I got my boy from the CACS in downtown Chicago about a month ago. He's now 7 months and about 45lbs. They said he's terrier, pit bull/mix. I've been narrowing down the other breeds he could be mixed with but could use some second opinions..
ANYONE??...


----------



## BCdogs (May 30, 2014)

No way to know. Looks like a generic bull breed mutt, and a very cute one.


----------



## ::::COACH:::: (Apr 4, 2012)

Could have anything really but I'd say maybe a tad of boxer is in there  very handsome!!!


----------



## jttar (Jan 31, 2013)

I agree with Coach, I had a Boxer/Bully mix once and looked VERY similar. Same shaped head. Handsome young man.

Joe


----------



## jimxxx (Dec 5, 2013)

Hard to tell, I have also a mix, people thinking also that's she's a boxer(Amstaff,pit,) mix.
She have also the looks of your boy only darker brindle marks.
But luckily I know what's she mixed with, she's a mix of American-Bulldog x Presa de Canario.
Anyway your boy looks good , have a lot of fun with him

gr Jim


----------



## firstpittie (Mar 26, 2015)

Thanks alot guys!
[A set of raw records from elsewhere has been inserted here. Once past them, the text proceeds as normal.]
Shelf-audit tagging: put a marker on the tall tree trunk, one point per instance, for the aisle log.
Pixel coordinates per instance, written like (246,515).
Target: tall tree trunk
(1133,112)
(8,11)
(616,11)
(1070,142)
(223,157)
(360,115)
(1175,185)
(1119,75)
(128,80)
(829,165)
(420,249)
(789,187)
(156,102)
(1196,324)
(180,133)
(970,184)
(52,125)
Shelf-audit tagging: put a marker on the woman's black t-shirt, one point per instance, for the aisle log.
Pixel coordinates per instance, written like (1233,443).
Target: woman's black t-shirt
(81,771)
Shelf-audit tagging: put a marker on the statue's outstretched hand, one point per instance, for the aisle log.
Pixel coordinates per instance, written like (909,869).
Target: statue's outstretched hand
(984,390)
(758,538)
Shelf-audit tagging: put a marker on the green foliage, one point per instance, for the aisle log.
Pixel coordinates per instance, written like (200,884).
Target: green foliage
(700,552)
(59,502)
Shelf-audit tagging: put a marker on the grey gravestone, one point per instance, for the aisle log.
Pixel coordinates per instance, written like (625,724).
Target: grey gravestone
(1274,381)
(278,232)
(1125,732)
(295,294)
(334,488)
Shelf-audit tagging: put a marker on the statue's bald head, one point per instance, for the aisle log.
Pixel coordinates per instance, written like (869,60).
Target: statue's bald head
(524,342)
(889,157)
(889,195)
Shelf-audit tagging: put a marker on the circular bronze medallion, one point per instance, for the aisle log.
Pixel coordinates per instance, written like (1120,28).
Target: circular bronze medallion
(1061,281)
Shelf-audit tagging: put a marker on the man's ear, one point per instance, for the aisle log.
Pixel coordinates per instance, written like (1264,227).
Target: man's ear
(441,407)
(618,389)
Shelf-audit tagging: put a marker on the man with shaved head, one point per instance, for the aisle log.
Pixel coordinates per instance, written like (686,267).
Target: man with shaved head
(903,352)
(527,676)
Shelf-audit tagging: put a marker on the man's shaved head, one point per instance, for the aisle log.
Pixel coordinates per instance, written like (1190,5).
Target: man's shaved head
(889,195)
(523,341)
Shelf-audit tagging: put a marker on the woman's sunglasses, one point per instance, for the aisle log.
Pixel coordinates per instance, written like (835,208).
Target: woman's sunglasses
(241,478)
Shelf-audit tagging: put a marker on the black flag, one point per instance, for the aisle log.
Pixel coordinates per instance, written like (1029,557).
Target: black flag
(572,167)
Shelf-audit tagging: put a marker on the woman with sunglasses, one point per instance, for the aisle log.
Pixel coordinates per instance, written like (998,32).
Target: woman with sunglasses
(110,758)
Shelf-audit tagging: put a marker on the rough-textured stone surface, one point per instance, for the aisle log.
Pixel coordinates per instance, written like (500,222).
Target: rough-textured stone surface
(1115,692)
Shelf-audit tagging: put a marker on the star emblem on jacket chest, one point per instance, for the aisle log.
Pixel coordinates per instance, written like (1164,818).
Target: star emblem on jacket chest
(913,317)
I admit his coloring Is beautiful. I couldn't believe he was just sitting in a shelter all alone.


----------



## firstpittie (Mar 26, 2015)

Most recent, with an UNCHEWED Kong!


----------



## jttar (Jan 31, 2013)

Oh, those pink Kongs go fast, LOL, need the black ones. 
Thanks for the new picture. You have a good looking dog firstpittie.

Joe


----------



## PittyChick (Apr 10, 2015)

He's adorable! I love his ears


----------



## ames (Jun 6, 2010)

Such a cute smush face!!


----------